In other words, probably NOT a dress I bought while drunk shopping.
I’ve told you a bit about drunk shopping before. Basically, you go out for breakfast with your best girlfriend, and have a couple of sneaky champagnes. THEN you go to your favourite store, and try on all the pretty dresses. You dance around a bit in said dresses. You might even pretend to be a fairy. And if you’re just tipsy enough, you put on a black, sparkly frock, decide you look amazing, slap down $300 on the counter, and stumble out of the store, boasting about your fashion genius, and sudden desire for hot chips.
Needless to say, I awoke the next morning in a cold sweat.
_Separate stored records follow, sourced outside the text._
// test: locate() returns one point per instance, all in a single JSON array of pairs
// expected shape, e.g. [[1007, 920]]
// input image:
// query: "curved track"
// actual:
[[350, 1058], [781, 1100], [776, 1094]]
Sober, and terrified. The shopping bag sat in the corner of my room, seeming to shine like a beacon. WHAT THE HELL had I bought?
I gingerly pulled the dress out.
And it was beautiful.
Well, thank God for that. “Good work, drunk Claire,” I thought to myself as I felt the tulle skirt, and admired the splash of silver and gold sequins. It was undoubtedly fun, but classy and a bit sexy at the same time. It showed off my legs and my collarbone, and my new, super skinny waist. It was truly gorgeous. I was beyond relieved. And a little bit excited. This dress was the one!
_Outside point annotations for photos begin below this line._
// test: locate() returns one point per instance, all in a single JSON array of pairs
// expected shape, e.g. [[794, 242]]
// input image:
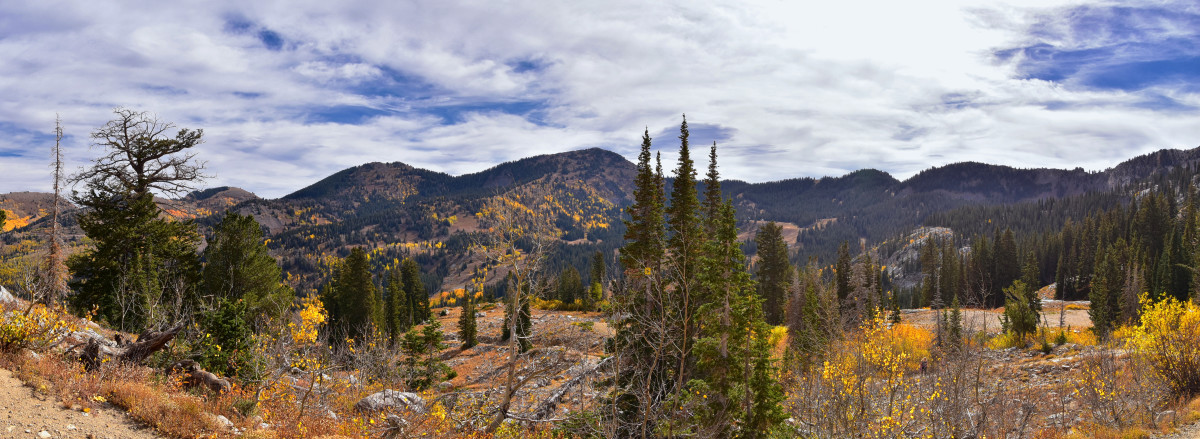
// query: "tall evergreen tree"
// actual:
[[685, 244], [595, 292], [643, 229], [1008, 268], [713, 199], [467, 328], [397, 313], [841, 272], [355, 295], [774, 272], [732, 350], [239, 268], [1031, 277], [414, 292], [570, 286], [143, 269]]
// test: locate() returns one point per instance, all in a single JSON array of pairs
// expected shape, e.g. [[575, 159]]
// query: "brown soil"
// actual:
[[24, 413]]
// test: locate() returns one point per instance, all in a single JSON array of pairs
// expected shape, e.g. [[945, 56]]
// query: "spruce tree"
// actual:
[[841, 272], [713, 199], [143, 269], [774, 272], [732, 350], [414, 292], [467, 323], [239, 268], [570, 286], [1031, 277], [1008, 268], [595, 290], [685, 245], [643, 229], [399, 317], [138, 260], [355, 294]]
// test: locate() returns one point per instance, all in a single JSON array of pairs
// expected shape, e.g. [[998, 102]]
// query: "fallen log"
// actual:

The next day I picked up a magazine. And saw this.
Yep. Bindi Irwin. The daughter of the Crocodile Hunter. The then, 13 YEAR-OLD daughter of the late Steve Irwin. A girl named after a prickle. IN MY DRESS.
Now, if a celebrity has the same dress as you, you ideally want it to be someone classy, elegant, awesome. Someone you aspire to. Cate Blanchett perhaps. Gwyneth. Megan Gale. NOT A 13-YEAR-OLD ZOOKEEPER WHO HAS HER OWN KHAKI LINE.
I’m not going to lie. Come the night of the ball, “Claire vs Bindi, who wore it better” became a trending topic on Twitter.
So there I was. Being compared to a C-grade celebrity teenager. Avoiding The Ex from the other side of the ballroom. Bemoaning the shortage of champagne (SERIOUSLY, IT HAPPENS EVERY YEAR). Feeling generally miserable.
When I heard my name being called from the stage.
Looking back, I think the Universe was feeling sorry for me.
I’d won the raffle. And first prize was a camera. An awesome, expensive camera with a twisty lens, lots of buttons and serious hipster credential.
And you know what? If you’re having a super crappy night in an unfortunate dress, carrying a giant, free camera home does make you feel somewhat better.
WHICH IS A HELL OF A LOT OF BACKSTORY.
Here’s the point to all of this: I’ve ticked another task off The Chick List. This week, I learned to use that very camera.
I went on a photography course in East London. I learned words like ‘aperture’ and ‘depth of field’. I took photos of bread and boats.
Most importantly, I learned something I have long suspected: I do not possess an artistic bone in my body.
But I can tell a hell of a story, right?